Dorty Wee Shite - Chapter 1

1 - Dorty Wee Shite by Danny Graves

Danny Graves was one of the thousands of frustrated writers in the World. At the ripe old age of forty he had stories to tell, tales of his wild, mis-spent youth, which were now gradually becoming faded memories. As the world became smaller, with the growing acceptance of the world wide web, he found he could write some of them up in a blog. Then he discovered social networking sites, which not only gave him a forum to re-live some of his old tales, but also gave him the opportunity to discover some of the old friends he had lost contact with over the passing decades.

His anecdotes were, mostly quite disgusting, but written in a way which made them funnier and in some way unacceptably acceptable. As each anecdote came forth, somebody would comment on it saying how it had made them blow coffee through their nose, or spit all over their computer screen or accidentally do a bit of wee on their office chair - all because they had been laughing so much. These sort of comments gave Danny a wonderful feeling. He also got comments from the old friends. His tales brought back memories, prompting them to send messages such as:
“Oh God Dave, I remember that night like it was yesterday. Do you remember later that night we ended up in the Chinese restaurant?”
Which of course sent Danny’s mind racing back to another comic tale which he had forgotten himself. The whole cycle was like a perpetual motion engine, as each recollection spawned yet more, either from himself, or from one of his old mates.

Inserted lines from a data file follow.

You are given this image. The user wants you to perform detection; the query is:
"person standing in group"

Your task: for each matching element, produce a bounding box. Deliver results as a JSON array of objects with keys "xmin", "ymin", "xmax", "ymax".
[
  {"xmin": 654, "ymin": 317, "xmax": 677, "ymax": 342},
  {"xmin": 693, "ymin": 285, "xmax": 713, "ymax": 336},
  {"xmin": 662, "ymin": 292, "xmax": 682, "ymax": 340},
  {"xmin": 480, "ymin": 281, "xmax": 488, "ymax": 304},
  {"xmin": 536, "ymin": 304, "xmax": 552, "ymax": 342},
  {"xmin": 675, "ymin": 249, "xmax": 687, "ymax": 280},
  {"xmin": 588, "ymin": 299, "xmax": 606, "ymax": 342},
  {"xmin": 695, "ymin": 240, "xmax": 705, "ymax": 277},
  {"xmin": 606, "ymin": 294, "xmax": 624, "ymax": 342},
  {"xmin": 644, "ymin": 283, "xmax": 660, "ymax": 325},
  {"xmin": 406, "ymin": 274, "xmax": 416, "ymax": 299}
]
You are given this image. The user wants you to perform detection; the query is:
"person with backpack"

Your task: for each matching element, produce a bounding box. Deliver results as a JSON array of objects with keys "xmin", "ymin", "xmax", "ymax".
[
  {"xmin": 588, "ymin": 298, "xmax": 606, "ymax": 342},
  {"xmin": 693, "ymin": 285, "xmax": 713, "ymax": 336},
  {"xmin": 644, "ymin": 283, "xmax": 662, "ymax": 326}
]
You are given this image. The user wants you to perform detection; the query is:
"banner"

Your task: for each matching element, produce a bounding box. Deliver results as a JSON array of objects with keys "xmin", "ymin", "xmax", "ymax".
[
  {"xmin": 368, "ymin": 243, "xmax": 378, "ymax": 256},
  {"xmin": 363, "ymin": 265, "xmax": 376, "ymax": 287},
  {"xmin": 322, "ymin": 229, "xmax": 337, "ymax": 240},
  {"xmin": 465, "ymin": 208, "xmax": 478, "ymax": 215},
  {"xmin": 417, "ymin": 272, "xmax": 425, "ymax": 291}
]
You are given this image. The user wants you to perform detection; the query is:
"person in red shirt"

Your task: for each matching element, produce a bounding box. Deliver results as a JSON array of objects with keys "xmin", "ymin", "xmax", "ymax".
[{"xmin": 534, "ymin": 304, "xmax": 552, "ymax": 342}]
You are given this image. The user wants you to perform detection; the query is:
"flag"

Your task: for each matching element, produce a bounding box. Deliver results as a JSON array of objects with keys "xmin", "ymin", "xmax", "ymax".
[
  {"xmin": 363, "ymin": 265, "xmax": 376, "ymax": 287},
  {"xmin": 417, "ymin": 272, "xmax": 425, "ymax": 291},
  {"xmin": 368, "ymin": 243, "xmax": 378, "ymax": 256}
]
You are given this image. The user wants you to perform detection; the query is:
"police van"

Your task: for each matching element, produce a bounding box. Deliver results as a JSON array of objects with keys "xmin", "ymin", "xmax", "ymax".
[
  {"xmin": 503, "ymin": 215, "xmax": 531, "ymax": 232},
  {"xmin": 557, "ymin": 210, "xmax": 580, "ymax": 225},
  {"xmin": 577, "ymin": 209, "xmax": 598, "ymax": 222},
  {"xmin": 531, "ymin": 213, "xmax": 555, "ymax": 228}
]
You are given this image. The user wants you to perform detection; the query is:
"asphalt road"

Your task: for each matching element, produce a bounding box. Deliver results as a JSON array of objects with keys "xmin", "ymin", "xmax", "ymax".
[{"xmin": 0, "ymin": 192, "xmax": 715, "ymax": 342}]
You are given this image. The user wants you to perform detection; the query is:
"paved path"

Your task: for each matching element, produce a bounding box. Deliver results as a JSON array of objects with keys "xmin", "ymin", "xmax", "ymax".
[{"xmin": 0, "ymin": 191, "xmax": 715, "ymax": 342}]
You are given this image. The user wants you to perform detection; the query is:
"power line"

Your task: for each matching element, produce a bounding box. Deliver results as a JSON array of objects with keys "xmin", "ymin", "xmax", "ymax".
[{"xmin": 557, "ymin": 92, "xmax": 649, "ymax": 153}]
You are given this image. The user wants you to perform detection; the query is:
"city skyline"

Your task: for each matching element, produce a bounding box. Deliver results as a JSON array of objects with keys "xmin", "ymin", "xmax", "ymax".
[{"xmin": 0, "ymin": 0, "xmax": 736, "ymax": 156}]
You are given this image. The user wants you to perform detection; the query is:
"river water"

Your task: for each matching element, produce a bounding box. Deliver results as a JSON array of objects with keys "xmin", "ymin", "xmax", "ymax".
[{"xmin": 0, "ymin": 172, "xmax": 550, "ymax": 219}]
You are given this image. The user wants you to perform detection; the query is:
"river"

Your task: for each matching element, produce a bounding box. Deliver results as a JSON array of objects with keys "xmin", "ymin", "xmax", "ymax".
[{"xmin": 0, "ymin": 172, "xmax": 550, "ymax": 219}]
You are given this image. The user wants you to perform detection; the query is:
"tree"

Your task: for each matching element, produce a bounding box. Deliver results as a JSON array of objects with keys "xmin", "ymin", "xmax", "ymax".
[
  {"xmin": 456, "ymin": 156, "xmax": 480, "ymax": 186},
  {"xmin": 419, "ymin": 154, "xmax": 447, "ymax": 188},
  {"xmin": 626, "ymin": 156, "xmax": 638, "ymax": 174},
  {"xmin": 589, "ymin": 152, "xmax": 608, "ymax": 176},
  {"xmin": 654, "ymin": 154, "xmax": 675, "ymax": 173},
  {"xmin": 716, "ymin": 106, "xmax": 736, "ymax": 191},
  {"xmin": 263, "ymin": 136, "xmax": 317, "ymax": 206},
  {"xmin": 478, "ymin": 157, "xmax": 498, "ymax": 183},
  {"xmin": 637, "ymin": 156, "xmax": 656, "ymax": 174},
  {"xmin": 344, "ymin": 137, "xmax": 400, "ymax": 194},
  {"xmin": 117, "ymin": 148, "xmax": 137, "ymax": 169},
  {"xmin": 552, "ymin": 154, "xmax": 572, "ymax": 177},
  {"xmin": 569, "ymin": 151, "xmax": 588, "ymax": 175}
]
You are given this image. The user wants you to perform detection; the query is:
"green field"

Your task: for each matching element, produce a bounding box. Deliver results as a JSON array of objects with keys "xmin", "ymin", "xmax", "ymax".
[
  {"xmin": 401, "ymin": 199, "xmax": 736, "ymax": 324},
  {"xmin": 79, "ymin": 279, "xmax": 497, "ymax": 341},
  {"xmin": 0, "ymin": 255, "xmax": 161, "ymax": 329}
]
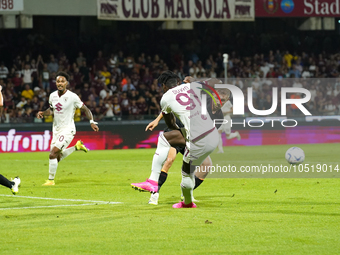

Of course as things continued in this vain for some time, a couple of people, friends past, and people he had met on the net suggested that he ought to commit these rather unpleasant recollections to print, and write a book. Although the idea had some appeal, and something that Danny had contemplated in the past, it was not something he had ever seriously considered. He had no idea how to go about getting his ideas in front of a publisher, let alone have them accepted. The seed however had now been planted by somebody else, and not just one somebody, but several. As the idea was bandied around the website, more and more people agreed that a book would be a good idea.

So, for the first time in his life, Danny was giving very serious consideration to putting his memoirs out there for all to see. He had enough material to fill a book, that was for sure, but he had to come up with a name for it. Nothing seemed to fit. This was just such a weird collection of apparently random anecdotes, that no titles really grabbed him.
Then all of a sudden, whilst sitting on the toilet, where incidentally, so many brilliant ideas are formulated, but seldom credited as, it came to him. Partially because he was straining a little, but partially because of a memory he had of once being called it.

Many years ago at a party, he had dunked his dick into his own drink and said that it was to stop anybody else from wanting to steal his pint. A Scottish mate had been with him and commented.
“Och, yer a dorty wee shite!, which of course everybody at the time agreed with, and so the name stuck.

Dorty Wee Shite was born.

So excited was he by the prospect of putting this lot together under such a great banner that he had to let everybody know about his project. He posted his proposed title onto his blog, and straight away comments started coming in congratulating him on this fantastic idea.

Now, not only was Dorty Wee Shite born, it was unleashed.